Nos merecíamos un adiós como Dios manda, en casa, tranquilas. Nos tocaba una despedida dolorosa pero sostenida en el amor infinito de familiares y amigues. Nos tocaba tenernos por un ratito más para que no quedaran dudas del amor infinito que nos unía. Y nos une.
Ese amor actualiza su presencia en la Tierra en forma de palabras y recetas. Esta es la manera que encuentro de que siga existiendo a través mío.
La vida de Mamá se prolonga cada vez que la traigo de vuelta a este plano.

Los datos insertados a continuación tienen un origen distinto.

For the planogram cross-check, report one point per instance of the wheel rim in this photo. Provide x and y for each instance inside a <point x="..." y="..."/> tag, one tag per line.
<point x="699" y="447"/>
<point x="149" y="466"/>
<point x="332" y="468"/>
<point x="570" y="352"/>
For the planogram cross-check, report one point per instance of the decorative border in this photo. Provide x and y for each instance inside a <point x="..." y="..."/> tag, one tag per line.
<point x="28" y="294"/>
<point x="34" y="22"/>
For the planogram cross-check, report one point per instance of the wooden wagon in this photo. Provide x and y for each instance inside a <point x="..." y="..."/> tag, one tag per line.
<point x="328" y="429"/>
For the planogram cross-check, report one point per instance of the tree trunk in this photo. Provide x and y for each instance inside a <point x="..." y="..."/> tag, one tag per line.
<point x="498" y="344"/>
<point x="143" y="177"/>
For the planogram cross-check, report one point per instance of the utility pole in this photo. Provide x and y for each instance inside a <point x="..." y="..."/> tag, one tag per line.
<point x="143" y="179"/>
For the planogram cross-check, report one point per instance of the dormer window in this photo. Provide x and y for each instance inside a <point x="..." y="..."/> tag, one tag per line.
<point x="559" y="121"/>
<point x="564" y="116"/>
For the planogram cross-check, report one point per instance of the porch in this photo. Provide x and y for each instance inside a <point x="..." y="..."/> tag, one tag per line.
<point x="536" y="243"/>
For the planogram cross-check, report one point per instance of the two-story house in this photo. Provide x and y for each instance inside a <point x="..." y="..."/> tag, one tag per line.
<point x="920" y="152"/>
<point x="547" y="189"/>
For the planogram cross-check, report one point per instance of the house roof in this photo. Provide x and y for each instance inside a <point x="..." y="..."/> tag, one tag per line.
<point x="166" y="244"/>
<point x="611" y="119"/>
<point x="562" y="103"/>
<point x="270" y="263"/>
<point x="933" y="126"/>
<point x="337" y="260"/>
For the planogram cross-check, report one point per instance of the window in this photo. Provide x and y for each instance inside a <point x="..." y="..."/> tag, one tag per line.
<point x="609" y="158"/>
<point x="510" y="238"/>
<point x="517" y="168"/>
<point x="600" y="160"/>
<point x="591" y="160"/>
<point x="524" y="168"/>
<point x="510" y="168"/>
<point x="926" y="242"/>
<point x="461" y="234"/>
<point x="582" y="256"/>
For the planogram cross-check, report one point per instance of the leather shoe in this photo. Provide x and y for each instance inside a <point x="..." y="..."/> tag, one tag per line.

Escribo y lloro. Lloro y escribo. Ambas a la vez, en tándem. A veces el llanto supera el flujo de palabras; a veces me encuentro teniendo tanto que decir(le) que no puedo parar de tipear. Aprendo todos los días a convivir con el dolor de extrañarla insoportablemente.
Su partida cambió el propósito de mi vida de formas que jamás hubiese anticipado. La cocina es el espacio donde la evoco, donde sano. Entre las hornallas siento que no se ha ido.
¿Le pasaría a ella lo mismo con Licha, su mamá? ¿Por eso quizá también cocinaba tanto? ¿Acaso por eso tejió conmigo un puente desde el alimento, desde que tengo uso de razón? ¿Es este lenguaje de las manos una unión sempiterna entre nosotras, las Vidal?
Cuando cocino no estoy sola.
Herramienta concreta para corporizar el cambio
Escribí una carta al éter. Es decir, escribile a esa persona que ya no está.
Podes dejar traslucir claramente a quien le estás hablando (como yo), o hablarle a un otre al que le puedas configurar sentido solo vos. Podes mostrárselo a tu red, o encararlo sabiendo que solo es para tus ojos y para el Cosmos.
Contale cosas como se lo contarías a elle. Todo lo que tengas ganas. Ningún dato es trivial; ningún tema queda fuera del alcance del texto. Hablale como lo harías en carne y hueso, en ese tono. Dejate atravesar por la sensación de poder conversar con elle.
Si querés, compartí en comentarios tu experiencia para que otros duelantes podamos acompañarte. También podes responderme por correo electrónico y contarme. En todos los casos, no hay duda de que es más seguro saltar al abismo del sentir con el sostén de una red humana.
Son bienvenides quienes resuenen con esta Mesa del Dolor.
Los invito a sentarnos juntes.
Recordar no es un mero acto de la memoria. Es un acto de creación1.
te adoro ❤️
Ay, Lujancita, hasta da ganas de seguir leyendo de esta historia, aunque sea durísima de solo verla en palabras. Te abrazo y qué orgullo debe sentir mamá de que puedas hacer arte hasta con el dolo más profundo.